Maliki says foes will use U.S. leaks against him
Washington Post Foreign Service
Saturday, October 23, 2010; 3:18 PM
BAGHDAD - Iraqi Prime Minister Nouri al-Maliki said Saturday that his opponents are using leaked classified U.S. military reports to discredit his administration as he struggles to secure a second term in office.
Maliki's government also said in a statement in response to the trove of documents released Friday night by the whistleblower group WikiLeaks that it would investigate newly disclosed shootings by employees of the American security company formerly known as Blackwater.
"We need to take these documents into consideration in order to achieve justice for our citizens," the statement said.
Referring to details of cases in which U.S. forces had killed Iraqi civilians, the statement said the U.S. military's "permissive" rules of engagement had led to a "point of crisis" between the two countries.
The documents show that U.S. soldiers killed at least 700 Iraqi civilians in situations where the troops felt threatened. They also suggest that American soldiers were ordered to refrain from formally investigating cases of inmate abuse by Iraqi police and soldiers.
While the nearly 400,000 documents disseminated by WikiLeaks have not produced major revelations, Iraqi politicians are likely to seize on newly disclosed details for political gain as negotiations over the formation of a new government drag on.
Neither Maliki nor Ayad Allawi, his main rival in the March 7 parliamentary elections, has been able to form a coalition large enough to govern.
Jamal al-Battikh, a leader in Allawi's Iraqiya alliance, said security agencies under Maliki's control are to blame for the sort of inmate torture detailed in the leaked files.
"In our dialogue with all the other blocs, we have demanded the disbandment of the security agencies that were causing violations of human rights," he said. "These kinds of security agencies are causing all the harm."
Some Sunni leaders said the information in the reports detailing torture in Iraqi prisons was a vindication of claims they have been making for years.

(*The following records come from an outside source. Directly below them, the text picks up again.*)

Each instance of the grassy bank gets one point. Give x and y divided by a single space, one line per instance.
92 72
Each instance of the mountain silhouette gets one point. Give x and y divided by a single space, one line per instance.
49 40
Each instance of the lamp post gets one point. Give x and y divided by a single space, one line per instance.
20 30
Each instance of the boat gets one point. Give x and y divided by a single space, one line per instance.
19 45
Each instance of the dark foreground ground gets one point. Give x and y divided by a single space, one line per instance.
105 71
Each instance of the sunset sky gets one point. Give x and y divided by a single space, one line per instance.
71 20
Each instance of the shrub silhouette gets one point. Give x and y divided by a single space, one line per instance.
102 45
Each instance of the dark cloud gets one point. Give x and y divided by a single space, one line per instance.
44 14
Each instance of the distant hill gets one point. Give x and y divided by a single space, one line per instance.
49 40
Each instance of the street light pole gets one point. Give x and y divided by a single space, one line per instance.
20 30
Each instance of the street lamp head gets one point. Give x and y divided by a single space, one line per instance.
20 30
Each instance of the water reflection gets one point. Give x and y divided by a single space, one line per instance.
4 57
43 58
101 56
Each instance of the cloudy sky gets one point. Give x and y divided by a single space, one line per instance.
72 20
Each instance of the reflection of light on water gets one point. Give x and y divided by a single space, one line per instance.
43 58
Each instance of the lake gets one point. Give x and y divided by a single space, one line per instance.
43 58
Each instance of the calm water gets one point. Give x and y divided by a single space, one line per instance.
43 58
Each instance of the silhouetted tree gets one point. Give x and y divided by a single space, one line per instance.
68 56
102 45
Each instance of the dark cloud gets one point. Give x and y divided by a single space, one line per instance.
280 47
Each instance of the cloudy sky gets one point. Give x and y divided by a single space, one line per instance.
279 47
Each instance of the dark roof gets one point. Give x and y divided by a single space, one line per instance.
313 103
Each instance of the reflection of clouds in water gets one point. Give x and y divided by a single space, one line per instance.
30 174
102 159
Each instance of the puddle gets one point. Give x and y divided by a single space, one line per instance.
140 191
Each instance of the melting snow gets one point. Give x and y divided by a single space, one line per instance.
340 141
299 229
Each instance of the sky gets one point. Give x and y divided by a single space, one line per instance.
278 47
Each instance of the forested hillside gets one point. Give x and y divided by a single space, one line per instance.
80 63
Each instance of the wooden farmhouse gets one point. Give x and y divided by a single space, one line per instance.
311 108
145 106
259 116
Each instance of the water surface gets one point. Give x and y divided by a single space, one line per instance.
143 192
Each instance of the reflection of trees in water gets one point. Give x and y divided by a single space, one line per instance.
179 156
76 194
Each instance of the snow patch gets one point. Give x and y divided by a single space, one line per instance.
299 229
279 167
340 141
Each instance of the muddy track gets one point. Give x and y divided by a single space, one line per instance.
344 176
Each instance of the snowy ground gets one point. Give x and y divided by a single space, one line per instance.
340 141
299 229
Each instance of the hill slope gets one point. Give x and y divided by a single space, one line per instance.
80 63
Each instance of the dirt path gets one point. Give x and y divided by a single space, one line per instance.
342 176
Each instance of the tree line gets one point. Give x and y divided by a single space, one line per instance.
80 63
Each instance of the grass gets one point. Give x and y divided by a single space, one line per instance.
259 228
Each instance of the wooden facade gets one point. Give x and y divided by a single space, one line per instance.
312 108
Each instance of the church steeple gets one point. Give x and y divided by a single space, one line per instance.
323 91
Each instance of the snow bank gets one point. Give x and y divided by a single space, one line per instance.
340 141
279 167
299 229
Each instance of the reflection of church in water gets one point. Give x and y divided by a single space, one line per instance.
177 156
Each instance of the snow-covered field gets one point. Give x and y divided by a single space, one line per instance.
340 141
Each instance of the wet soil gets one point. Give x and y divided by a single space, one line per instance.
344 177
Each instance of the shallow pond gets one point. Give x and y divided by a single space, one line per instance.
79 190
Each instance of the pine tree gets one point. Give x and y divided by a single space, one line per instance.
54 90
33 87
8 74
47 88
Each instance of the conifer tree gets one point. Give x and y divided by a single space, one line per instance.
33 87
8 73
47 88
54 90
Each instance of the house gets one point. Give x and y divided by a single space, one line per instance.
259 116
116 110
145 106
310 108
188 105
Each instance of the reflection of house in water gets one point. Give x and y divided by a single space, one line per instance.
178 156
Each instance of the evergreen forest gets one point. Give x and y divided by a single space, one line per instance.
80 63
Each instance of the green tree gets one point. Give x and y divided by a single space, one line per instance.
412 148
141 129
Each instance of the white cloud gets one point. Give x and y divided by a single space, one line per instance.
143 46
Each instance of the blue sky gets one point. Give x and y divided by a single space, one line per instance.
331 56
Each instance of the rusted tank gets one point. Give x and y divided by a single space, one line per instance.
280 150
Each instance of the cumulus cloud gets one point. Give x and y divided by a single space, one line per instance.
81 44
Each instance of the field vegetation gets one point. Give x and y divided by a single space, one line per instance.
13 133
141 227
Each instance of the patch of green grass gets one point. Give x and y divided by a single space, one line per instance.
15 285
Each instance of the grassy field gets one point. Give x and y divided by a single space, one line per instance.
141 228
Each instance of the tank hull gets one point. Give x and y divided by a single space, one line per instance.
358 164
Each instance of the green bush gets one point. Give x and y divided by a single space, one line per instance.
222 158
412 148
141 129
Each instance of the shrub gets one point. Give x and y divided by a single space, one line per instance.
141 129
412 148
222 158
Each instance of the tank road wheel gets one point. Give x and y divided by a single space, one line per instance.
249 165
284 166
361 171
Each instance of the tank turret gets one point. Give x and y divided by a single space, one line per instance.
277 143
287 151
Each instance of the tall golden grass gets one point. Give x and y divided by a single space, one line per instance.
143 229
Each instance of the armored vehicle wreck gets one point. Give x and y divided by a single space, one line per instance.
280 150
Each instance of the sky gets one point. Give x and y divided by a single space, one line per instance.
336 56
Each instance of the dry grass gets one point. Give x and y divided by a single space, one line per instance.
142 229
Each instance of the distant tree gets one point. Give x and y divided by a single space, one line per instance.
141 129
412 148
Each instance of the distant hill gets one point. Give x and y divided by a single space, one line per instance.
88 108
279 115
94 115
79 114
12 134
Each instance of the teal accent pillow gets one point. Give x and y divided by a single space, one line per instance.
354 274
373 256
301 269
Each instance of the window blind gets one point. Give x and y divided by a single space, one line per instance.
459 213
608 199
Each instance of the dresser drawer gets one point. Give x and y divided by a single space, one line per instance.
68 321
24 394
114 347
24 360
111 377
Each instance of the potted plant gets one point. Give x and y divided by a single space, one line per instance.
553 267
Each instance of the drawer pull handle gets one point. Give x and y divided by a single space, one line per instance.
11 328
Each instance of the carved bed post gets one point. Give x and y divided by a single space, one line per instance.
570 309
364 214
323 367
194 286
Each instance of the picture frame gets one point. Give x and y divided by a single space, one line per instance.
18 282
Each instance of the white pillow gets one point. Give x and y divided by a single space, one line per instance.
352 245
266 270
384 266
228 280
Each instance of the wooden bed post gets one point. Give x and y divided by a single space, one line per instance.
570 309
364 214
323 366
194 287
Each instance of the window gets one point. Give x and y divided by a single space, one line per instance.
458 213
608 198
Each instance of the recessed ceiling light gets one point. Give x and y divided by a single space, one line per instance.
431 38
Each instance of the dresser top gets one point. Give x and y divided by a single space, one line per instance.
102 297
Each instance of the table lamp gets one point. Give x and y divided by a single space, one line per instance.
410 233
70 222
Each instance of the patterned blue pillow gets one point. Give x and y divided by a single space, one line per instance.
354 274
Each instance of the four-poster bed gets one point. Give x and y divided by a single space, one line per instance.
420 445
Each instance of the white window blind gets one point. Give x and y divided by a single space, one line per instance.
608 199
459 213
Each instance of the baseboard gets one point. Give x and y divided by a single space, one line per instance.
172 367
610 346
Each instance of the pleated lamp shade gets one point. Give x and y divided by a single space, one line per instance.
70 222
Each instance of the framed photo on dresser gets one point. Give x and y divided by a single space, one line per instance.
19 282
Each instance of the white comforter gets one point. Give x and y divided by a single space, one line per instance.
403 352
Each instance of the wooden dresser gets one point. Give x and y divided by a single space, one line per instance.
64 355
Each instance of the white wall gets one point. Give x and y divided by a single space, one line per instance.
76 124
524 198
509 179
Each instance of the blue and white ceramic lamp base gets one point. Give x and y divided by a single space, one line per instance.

"These releases haven't brought anything new to us, because for four or five years we have been calling for these practices to stop," said Omar al-Jubouri, a Sunni politician. "Maybe they will give more credibility to what we have been saying, because now the Pentagon confirms it while before they were just citizens' claims that were denied."
Baghdad residents interviewed Saturday did not show much interest in the leaks, saying the little they have heard about them on television sounded like old news.
"I only saw the subtitles," Adnan Mehdi, 62, said while sitting outside an electronics shop in downtown Baghdad. "We're used to violence. We don't care anymore about what happens."
Across town, in the predominantly Sunni neighborhood of Dora, Khattab Musli, 23, said government forces will continue to be heavy-handed, with or without American intervention, regardless of who prevails politically.
"Right now, we have the law of the jungle," he said. "The strong will eat the weak."
In London, meanwhile, WikiLeaks founder Julian Assange heralded the release of the documents as major step toward accountability in the Iraq war. He also strongly defended the whistleblowing Web site against criticism from the Pentagon and elsewhere that the disclosures represent a security risk.
"This disclosure is about the truth," he said at a news conference.
John Sloboda, co-founder of Iraq Body Count, a London-based organization that has kept the most comprehensive tally of Iraqi civilian deaths since the 2003 U.S.-led invasion, said the new documents pointed to at least 15,000 "previously undisclosed" civilian deaths in addition to the 107,000 in the group's database.